Die Sacklers haben bis zum Schluss bestritten, dass OxyContin® süchtig macht. Purdue Pharma hat im Lauf der Jahre viele Millionen Dollar für außergerichtliche Vergleichsverfahren ausgegeben, damit die Suchtentstehung gar nicht erst verhandelt wird (24). 2020 sah sich Purdue Pharma Tausenden Klageverfahren gegenüber und meldete schon 2019 Insolvenz an. 2020 gestand das Unternehmen sich schuldig der Verschwörung zum Betrug (25). Deshalb handelte es den Plan aus, dass es bis 2024 aufgelöst würde, um wieder neu gegründet werden zu können.
Die Sackler-Familie und Purdue Pharma verpflichteten sich zu einer Zahlung von circa 7,4 Milliarden US-Dollar. Purdue Pharma soll davon 900 Millionen zahlen und die Familie den Rest über einen Zeitraum von 18 Jahren. Das Geld soll zur Unterstützung von Programmen zur Behandlung und Heilung von Opioidabhängigen sowie zur Prävention eingesetzt werden. Dafür wurde der Familie Immunität vor weiteren Zivilklagen zugesagt (26).

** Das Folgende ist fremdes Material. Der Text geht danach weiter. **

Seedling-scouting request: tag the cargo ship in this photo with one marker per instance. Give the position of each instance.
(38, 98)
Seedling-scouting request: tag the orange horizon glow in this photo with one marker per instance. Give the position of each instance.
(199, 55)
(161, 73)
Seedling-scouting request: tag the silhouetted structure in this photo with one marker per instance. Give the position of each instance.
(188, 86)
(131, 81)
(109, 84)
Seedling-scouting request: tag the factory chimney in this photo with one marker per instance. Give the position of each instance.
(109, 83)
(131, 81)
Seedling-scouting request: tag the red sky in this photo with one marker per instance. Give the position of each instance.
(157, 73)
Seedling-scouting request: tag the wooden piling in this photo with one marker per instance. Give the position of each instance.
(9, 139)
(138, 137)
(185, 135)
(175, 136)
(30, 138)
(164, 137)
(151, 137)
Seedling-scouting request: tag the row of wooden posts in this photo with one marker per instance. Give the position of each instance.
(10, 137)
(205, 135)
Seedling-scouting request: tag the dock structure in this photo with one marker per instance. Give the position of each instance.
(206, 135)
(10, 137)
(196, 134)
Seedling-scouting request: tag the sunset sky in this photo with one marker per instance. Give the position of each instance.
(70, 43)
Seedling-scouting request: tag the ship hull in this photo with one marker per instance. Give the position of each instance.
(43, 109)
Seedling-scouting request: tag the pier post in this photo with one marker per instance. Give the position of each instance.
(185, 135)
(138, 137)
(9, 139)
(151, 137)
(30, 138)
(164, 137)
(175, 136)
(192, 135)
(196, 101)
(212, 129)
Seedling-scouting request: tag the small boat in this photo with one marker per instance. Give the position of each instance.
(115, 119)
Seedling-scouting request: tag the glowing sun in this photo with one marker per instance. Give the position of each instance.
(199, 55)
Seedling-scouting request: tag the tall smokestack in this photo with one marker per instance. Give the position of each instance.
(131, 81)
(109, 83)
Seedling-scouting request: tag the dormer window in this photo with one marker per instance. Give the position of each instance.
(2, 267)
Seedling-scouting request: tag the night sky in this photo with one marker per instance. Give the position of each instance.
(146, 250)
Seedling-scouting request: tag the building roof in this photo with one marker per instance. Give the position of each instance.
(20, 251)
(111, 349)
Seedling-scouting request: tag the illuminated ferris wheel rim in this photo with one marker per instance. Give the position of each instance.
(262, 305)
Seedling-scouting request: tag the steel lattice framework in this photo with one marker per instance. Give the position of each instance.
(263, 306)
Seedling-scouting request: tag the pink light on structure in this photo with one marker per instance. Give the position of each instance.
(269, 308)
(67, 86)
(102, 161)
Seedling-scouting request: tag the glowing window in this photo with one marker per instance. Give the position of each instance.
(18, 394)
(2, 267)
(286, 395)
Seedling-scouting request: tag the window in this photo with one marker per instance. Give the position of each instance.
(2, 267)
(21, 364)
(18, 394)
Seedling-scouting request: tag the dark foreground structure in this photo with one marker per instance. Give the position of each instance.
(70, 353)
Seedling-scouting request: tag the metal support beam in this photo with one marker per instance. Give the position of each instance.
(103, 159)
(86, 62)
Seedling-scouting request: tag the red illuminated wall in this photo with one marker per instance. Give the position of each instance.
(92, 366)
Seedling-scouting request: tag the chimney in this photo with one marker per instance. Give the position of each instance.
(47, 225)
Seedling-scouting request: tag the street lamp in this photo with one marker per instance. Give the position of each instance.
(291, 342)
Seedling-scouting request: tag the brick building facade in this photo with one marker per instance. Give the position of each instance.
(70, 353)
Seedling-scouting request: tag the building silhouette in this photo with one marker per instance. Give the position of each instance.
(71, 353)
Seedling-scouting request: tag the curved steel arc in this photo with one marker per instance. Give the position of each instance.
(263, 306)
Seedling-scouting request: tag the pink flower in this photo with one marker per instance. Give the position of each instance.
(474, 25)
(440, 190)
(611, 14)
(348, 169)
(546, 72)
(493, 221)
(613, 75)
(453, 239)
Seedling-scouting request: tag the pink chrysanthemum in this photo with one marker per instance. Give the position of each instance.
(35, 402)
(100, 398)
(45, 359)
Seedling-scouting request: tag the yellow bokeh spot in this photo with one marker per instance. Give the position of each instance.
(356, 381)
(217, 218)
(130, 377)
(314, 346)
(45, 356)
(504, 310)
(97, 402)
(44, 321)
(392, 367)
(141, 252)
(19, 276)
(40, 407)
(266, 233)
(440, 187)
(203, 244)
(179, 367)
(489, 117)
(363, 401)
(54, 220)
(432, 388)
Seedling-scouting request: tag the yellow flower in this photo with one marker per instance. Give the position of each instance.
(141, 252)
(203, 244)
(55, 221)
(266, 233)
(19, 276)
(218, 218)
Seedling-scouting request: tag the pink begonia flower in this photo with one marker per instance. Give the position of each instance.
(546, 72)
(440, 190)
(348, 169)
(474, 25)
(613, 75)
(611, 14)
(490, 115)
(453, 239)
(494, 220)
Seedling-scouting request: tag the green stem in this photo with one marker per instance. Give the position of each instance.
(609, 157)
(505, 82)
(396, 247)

Das Konkursverfahren wurde im August 2023 auf Antrag des Obersten US-Gerichtshofs ausgesetzt; 2024 hat dieser das Insolvenzverfahren verworfen (26).
Kurz gesagt: Nein, auf keinen Fall in der Dramatik wie diejenige in den USA. Im Unterschied zu Aussagen, zum Beispiel in der Hessenschau (3), sind sich Fachleute darin einig und sehen als einen gewichtigen Grund dafür unser Betäubungsmittelrecht.

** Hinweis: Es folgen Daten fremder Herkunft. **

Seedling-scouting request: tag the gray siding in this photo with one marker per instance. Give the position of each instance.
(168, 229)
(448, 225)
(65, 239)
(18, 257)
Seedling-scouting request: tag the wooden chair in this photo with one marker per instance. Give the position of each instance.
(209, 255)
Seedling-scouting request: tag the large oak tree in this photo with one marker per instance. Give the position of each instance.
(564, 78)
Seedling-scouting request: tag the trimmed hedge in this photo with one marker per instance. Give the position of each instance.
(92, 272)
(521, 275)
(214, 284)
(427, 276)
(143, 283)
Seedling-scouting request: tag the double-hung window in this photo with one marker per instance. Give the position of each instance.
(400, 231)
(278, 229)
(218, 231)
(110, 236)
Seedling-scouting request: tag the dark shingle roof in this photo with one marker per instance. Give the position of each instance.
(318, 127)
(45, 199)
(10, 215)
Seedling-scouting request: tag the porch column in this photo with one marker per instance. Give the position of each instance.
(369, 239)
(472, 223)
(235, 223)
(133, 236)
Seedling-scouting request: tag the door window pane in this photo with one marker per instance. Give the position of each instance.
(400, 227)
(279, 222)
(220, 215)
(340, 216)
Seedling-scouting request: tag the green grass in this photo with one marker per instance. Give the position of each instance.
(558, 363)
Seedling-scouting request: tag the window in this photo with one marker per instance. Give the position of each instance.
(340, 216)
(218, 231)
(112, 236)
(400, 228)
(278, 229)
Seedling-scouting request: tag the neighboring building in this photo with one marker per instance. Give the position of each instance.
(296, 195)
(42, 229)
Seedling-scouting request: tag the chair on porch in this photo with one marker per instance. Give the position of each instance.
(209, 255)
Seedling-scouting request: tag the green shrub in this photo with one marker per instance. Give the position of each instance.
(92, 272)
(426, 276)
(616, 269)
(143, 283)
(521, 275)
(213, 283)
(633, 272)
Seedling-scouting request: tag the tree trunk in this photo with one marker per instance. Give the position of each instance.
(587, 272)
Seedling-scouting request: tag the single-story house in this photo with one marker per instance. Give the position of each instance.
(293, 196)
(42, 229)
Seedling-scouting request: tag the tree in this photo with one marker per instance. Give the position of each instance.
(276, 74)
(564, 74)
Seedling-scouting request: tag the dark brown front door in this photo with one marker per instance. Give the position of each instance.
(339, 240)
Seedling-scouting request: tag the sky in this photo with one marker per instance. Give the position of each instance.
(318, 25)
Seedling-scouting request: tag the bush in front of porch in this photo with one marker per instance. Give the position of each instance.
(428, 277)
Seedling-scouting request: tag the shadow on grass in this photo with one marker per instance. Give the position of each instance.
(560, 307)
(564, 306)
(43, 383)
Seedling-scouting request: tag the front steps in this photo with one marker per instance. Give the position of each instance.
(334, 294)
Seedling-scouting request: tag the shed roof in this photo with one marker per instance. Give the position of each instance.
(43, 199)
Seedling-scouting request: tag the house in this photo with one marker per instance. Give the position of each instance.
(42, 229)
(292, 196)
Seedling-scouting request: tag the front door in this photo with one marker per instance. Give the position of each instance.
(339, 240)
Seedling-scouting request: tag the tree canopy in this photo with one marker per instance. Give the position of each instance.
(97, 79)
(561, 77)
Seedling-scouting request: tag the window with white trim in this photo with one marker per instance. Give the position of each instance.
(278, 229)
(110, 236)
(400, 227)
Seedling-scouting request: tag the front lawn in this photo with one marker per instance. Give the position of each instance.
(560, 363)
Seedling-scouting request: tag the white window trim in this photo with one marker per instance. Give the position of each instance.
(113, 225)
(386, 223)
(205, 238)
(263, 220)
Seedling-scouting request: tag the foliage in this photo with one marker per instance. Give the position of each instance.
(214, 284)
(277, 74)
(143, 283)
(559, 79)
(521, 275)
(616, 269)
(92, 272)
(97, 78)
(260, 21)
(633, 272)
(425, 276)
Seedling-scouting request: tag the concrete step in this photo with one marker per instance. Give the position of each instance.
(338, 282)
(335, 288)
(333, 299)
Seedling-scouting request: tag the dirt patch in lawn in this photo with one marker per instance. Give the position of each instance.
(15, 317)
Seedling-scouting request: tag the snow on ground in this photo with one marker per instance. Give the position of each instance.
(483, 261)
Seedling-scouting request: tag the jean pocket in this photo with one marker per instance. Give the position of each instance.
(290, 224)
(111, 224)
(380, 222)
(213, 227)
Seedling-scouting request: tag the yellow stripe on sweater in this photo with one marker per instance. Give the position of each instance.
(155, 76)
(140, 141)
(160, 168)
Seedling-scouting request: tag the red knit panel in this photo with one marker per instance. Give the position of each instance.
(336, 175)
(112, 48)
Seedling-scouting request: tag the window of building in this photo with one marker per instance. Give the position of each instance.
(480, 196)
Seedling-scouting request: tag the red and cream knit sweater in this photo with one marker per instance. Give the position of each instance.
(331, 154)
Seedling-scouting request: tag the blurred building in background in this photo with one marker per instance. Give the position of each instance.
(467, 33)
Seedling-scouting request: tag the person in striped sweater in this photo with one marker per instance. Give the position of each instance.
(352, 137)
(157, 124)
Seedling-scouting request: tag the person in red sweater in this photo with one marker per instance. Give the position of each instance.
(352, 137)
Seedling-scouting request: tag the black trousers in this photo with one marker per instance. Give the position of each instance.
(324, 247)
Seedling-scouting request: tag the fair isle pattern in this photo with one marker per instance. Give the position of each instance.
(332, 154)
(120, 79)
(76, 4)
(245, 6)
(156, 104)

Allerdings gibt es einen neuen Trend: Jugendliche kaufen vermehrt im Internet illegal Tilidin, Oxycodon und Benzodiazepine, konsumieren diese Stoffe und sterben daran leider auch (27).

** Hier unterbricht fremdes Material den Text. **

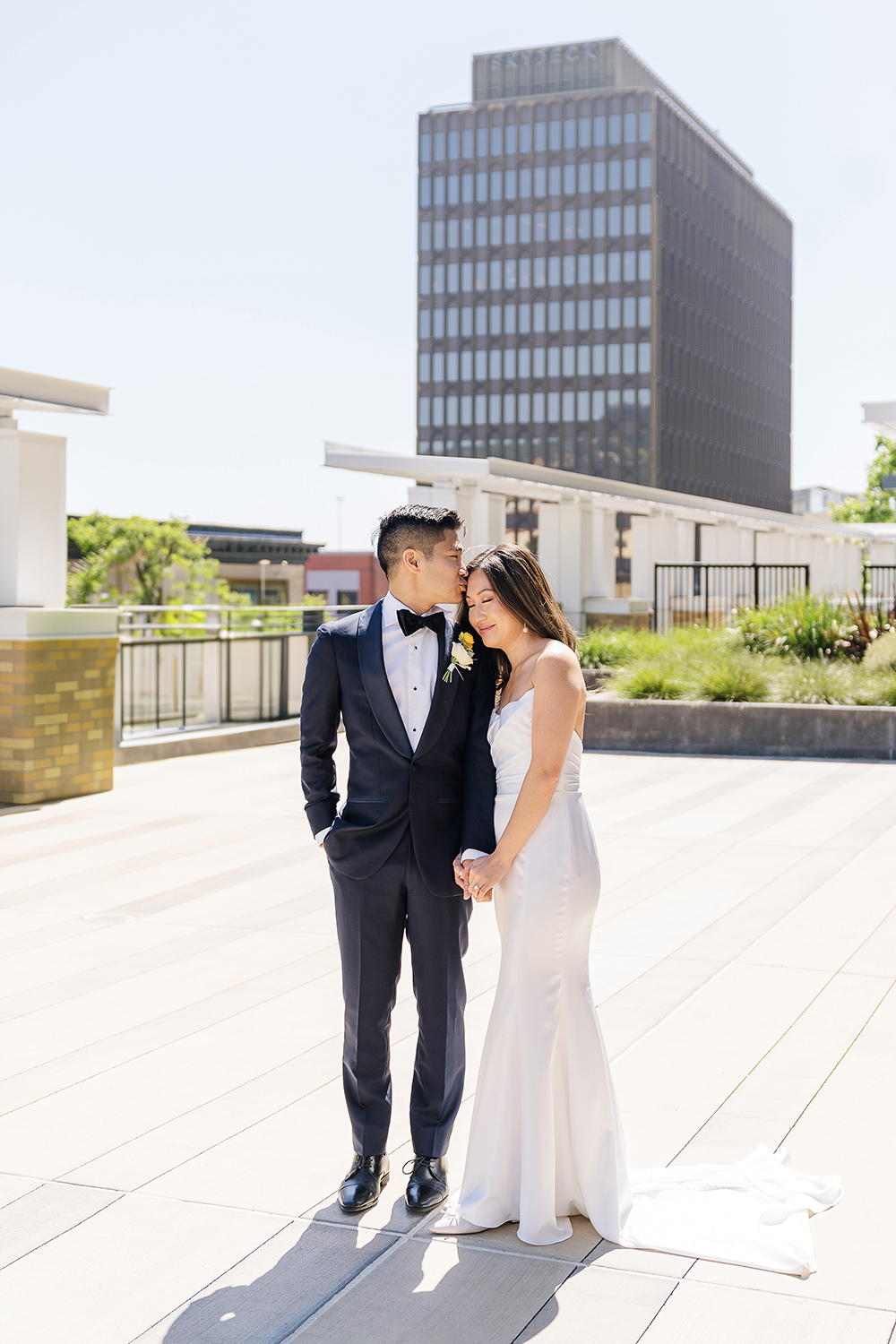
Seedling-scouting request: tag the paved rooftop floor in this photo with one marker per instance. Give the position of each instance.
(172, 1129)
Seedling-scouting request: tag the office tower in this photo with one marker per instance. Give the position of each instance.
(602, 285)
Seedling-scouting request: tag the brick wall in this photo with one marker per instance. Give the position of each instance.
(56, 701)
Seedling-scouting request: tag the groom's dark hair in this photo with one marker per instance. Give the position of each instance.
(413, 526)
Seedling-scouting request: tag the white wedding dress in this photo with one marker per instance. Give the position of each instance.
(546, 1139)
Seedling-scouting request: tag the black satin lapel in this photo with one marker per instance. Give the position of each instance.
(443, 696)
(379, 693)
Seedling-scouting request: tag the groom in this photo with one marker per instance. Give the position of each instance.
(421, 792)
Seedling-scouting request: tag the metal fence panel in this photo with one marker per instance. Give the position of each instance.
(697, 593)
(879, 585)
(185, 667)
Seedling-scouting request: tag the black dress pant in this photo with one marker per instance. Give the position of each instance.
(373, 917)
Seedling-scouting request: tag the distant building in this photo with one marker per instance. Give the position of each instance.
(263, 562)
(603, 288)
(813, 500)
(346, 578)
(253, 559)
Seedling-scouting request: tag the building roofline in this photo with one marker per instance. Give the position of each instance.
(552, 483)
(659, 86)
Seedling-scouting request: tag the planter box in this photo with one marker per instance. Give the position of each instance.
(821, 731)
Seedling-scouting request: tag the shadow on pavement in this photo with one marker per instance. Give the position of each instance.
(426, 1288)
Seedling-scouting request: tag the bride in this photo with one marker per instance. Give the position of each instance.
(546, 1139)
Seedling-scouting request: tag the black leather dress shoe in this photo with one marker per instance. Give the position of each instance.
(363, 1183)
(427, 1187)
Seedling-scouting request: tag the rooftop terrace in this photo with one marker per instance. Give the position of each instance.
(171, 1116)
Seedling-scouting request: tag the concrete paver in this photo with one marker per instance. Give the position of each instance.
(172, 1129)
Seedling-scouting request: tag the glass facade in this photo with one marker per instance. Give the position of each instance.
(602, 289)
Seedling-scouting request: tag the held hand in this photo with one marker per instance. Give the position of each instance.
(484, 874)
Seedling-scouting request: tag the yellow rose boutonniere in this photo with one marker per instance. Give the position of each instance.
(461, 656)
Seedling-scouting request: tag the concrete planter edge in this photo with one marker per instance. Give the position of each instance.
(817, 731)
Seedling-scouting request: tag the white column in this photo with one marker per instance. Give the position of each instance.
(485, 518)
(575, 559)
(32, 518)
(549, 542)
(603, 554)
(654, 539)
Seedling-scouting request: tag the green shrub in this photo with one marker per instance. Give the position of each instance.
(605, 648)
(815, 683)
(732, 679)
(880, 656)
(806, 625)
(879, 688)
(650, 682)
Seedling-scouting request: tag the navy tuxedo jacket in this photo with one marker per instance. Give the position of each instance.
(445, 789)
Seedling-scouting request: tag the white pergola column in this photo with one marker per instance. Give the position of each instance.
(603, 554)
(34, 542)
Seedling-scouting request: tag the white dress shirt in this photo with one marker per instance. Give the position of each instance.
(411, 667)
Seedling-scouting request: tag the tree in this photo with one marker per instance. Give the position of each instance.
(129, 559)
(876, 504)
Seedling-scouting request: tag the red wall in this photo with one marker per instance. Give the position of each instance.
(373, 581)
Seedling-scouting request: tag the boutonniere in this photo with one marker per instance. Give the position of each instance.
(461, 656)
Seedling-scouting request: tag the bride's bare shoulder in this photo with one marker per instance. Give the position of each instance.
(556, 663)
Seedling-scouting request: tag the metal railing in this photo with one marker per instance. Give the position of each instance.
(699, 593)
(194, 667)
(879, 588)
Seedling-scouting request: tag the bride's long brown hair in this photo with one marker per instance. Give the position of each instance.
(522, 588)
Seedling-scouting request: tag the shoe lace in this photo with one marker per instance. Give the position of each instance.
(411, 1167)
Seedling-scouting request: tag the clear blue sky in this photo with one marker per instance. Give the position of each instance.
(211, 207)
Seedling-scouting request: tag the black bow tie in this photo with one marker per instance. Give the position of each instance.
(411, 623)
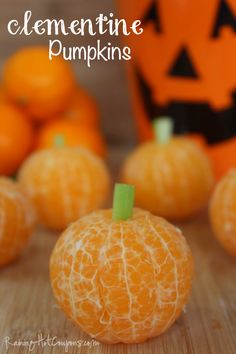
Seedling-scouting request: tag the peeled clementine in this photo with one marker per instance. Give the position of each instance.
(16, 138)
(41, 86)
(223, 212)
(17, 220)
(173, 179)
(122, 280)
(64, 184)
(73, 135)
(82, 109)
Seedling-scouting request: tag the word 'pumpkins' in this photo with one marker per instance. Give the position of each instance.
(16, 218)
(122, 280)
(41, 86)
(223, 212)
(64, 184)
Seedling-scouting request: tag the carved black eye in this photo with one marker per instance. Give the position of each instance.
(152, 15)
(182, 66)
(225, 17)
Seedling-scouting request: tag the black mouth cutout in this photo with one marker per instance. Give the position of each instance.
(189, 117)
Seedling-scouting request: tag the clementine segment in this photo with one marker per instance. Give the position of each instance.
(41, 86)
(16, 218)
(64, 184)
(73, 135)
(223, 212)
(122, 281)
(173, 180)
(16, 138)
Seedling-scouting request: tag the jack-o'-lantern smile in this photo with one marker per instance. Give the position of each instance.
(187, 61)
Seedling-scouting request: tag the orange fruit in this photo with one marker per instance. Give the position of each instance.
(17, 220)
(16, 138)
(173, 180)
(223, 212)
(223, 157)
(3, 97)
(73, 135)
(82, 109)
(122, 281)
(64, 184)
(41, 86)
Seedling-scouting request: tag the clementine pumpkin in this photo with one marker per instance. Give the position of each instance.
(73, 135)
(16, 138)
(123, 275)
(223, 212)
(184, 67)
(17, 220)
(64, 183)
(40, 86)
(172, 175)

Im März 2025 wurden im »Bulletin zur Arzneimittelsicherheit« die Auswertungen der Abrechnungsdaten von vier großen gesetzlichen Krankenkassen zur Anwendung Opioid-haltiger Analgetika in Deutschland veröffentlicht, die auf den Daten der Forschungsdatenbank GePaRD (German Pharmacoepidemiological Research Database) basieren (28). Es zeigt sich, dass die Verordnungen von 2005 bis 2016 anstiegen und seitdem wieder zurückgehen, den Stand von 2006 allerdings nicht wieder erreicht haben.
Fentanyl war 2020 das am häufigsten verordnete Opioid, gefolgt von Hydromorphon, der Kombination von Tilidin und Naloxon, Oxycodon, Tapentadol, Oxycodon plus Naloxon, Tramadol, Morphin und Buprenorphin. Beobachtet wurde, dass bei abnehmender Zahl von Verordnungen die Stärke der oralen Morphin-Äquivalente (OME) anstieg: Es wurden also höhere Dosen verordnet. Besonders zu beachten sind sicherlich die Verordnungen bei älteren Menschen, denn in der Gruppe der Über-60-Jährigen nahm die Verordnung höherer Dosen am meisten zu.